Groups such as Seamless Bay Area are fighting for a more integrated, more equitable transit system that puts the customer first. Let's move in that direction - and cut these bars.

2) Railway crossing gates

Speaking of coming first, it's time for a train moving 300 people to have priority over a handful of cars with one or two people in them. The picture below is of the San Diego trolley. San Diego is hardly a global leader in mass transit and planning, but they get this much right: in many places their point-to-point run times are about twice as fast as Muni.

The San Diego Trolley near the Mexican border. Cars are forced to stop at the grade crossing so the train can pass. Wikimedia Commons
The San Diego Trolley near the Mexican border.

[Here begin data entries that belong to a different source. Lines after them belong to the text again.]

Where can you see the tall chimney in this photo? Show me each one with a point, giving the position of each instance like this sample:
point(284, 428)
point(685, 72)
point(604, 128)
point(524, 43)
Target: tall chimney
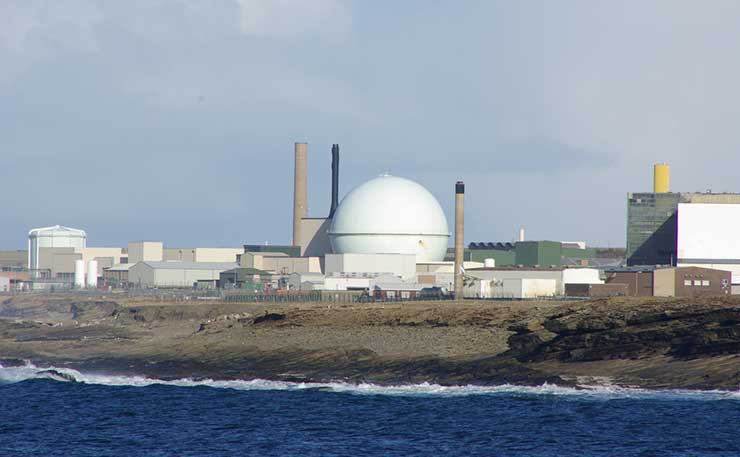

Cars are forced to stop at the grade crossing so the train can pass. Wikimedia Commons

That's not because they have subway tunnels everywhere. It's because when the train comes, the gates come down, and the motor traffic stops. Muni trains, on the other hand, generally have no more priority at intersections than a single motorist in a Grand Cherokee. That's. Just. Wrong.

So order a bunch of crossing gates and install them at West Portal, St. Francis Circle, intersections along the T Third, and everywhere else a Muni train is forced to wait for motorists.

3) More red paint

This one is already well in motion--and thank goodness for that. Can we have some more please?

SFMTA painting the bus 'Red Carpet' lanes on Mission in the Mission a couple of years back. Photo: SFMTA.
SFMTA painting the bus 'Red Carpet' lanes on Mission in the Mission a couple of years back. Photo: SFMTA.

NYC, Los Angeles, and San Francisco's own experience show buses work better when they have their own lanes, with minimal impact on adjoining streets and car traffic generally. Merchants also do just fine with dedicated bus lanes. Buses should have their own lanes on any major bus route (and signal pre-emption, too).

So let's order more of that special red paint.

4) Decent bollards and Botts' dots

Another shot of San Jose's dual radii protected intersection treatments
San Jose's dual radii protected intersection treatments

Last, but not least, let's stock up on these more robust-looking bollards favored in Oakland and San Jose, as well as some Botts' dots or equivalent pavement bumps, to help build robust protected bike intersections all around the city. San Jose has shown the way with dual-radii protected intersections (pictured above) that give motorists an audible and tactile signal if they take the turn too fast--and the K-71 posts make them believe that if they still don't slow down they'll damage their cars. Protected intersections are considered a 'best practice' by NACTO. Despite that, SFMTA continues building "mixing zones" that leave cyclists exposed to danger at every intersection. This has to be fixed.

5) And lastly... find a private retreat away from the city

You just took on a really, really tough job; one which would cause sane transportation careerists to run in the other direction. Don't let it wear you out. Find a cabin somewhere in the mountains. Or maybe a secluded beach is your thing? Either way, once or twice a year you're going to need some place to retreat to with no cell service, far away from the growling engines and angry motorists of San Francisco.

And we'll see you on the streets in 2020.